The Magician’s Nephew  by C.S. Lewis (The Chronicles of Narnia #1) c.1955 (202 pgs)

 What does this make, re-read number 28? At least. I devoured the Narnia books repeatedly as a kid and still love to pick them up again every once in a while. The adventures are always fun, and grounded enough that you could imagine yourself in them. The religious overtones (which I don’t remember noticing as a kid) are light and never overpower the story itself. This volume (although written after the rest) is where it all began- with an attic room, an evil uncle, and a pair of magical rings.

row, row, row your boat

Down the Nile: Alone in a Fisherman’s Skiff  by Rosemary Mahoney 2007 (273 pgs)

 Enjoyable travelogue of a woman’s frustrated efforts to row solo from Aswan to Luxor. She wants to experience the Nile they way ordinary people have for milennia: by self-powered rowboat. It’s an interesting shift in focus; she’s not preoccupied with the architecture and historical sites. She’s looking to connect with the everyday people who make their livings within reach of the Nile as well as make her own connection to the river. Along her journey, she ruminates on the epic force of this life-enabling river throughout history and touches on historical travellers experiences, which makes for an interesting read.

what shall we do with a drunken sailor?

The Pirates! In an Adventure with Communists  by Gideon Defoe 2006 (176 pgs)

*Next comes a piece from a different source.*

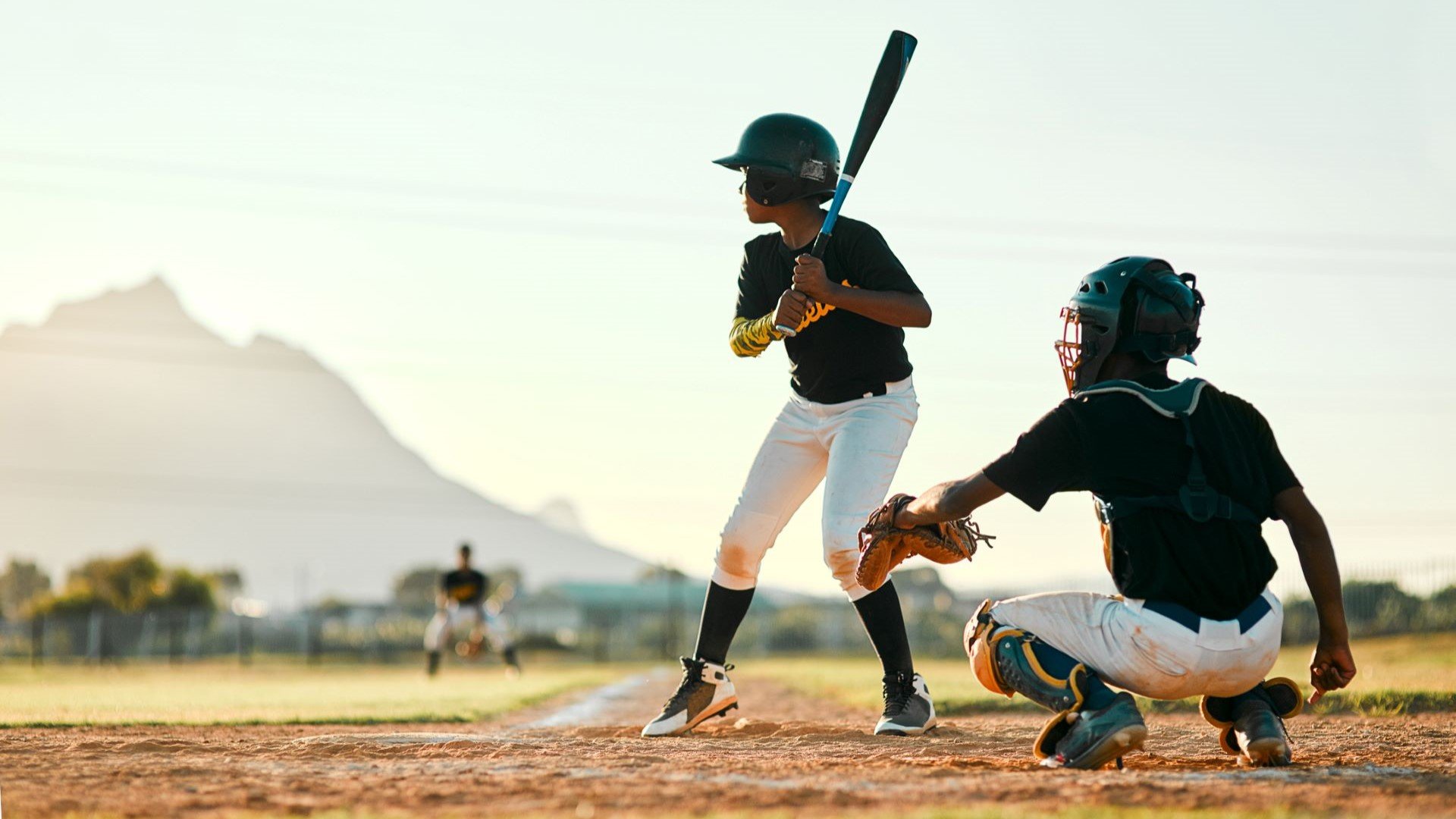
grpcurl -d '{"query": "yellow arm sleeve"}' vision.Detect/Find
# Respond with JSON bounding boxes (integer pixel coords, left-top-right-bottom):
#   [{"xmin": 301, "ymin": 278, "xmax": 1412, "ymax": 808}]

A re-read of the hilarious third adventure of The Pirate Captain and his stalwart crew- including The Pirate With the Scarf, The Albino Pirate, and The Pirate With the Nut Allergy. Hijinks ensue as they try to rescue Karl Marx (he of the alarming hairyness) from the mysterious statuesque blonde women who seem determined to blame the Communists for drowning kittens and bad weather, among other things.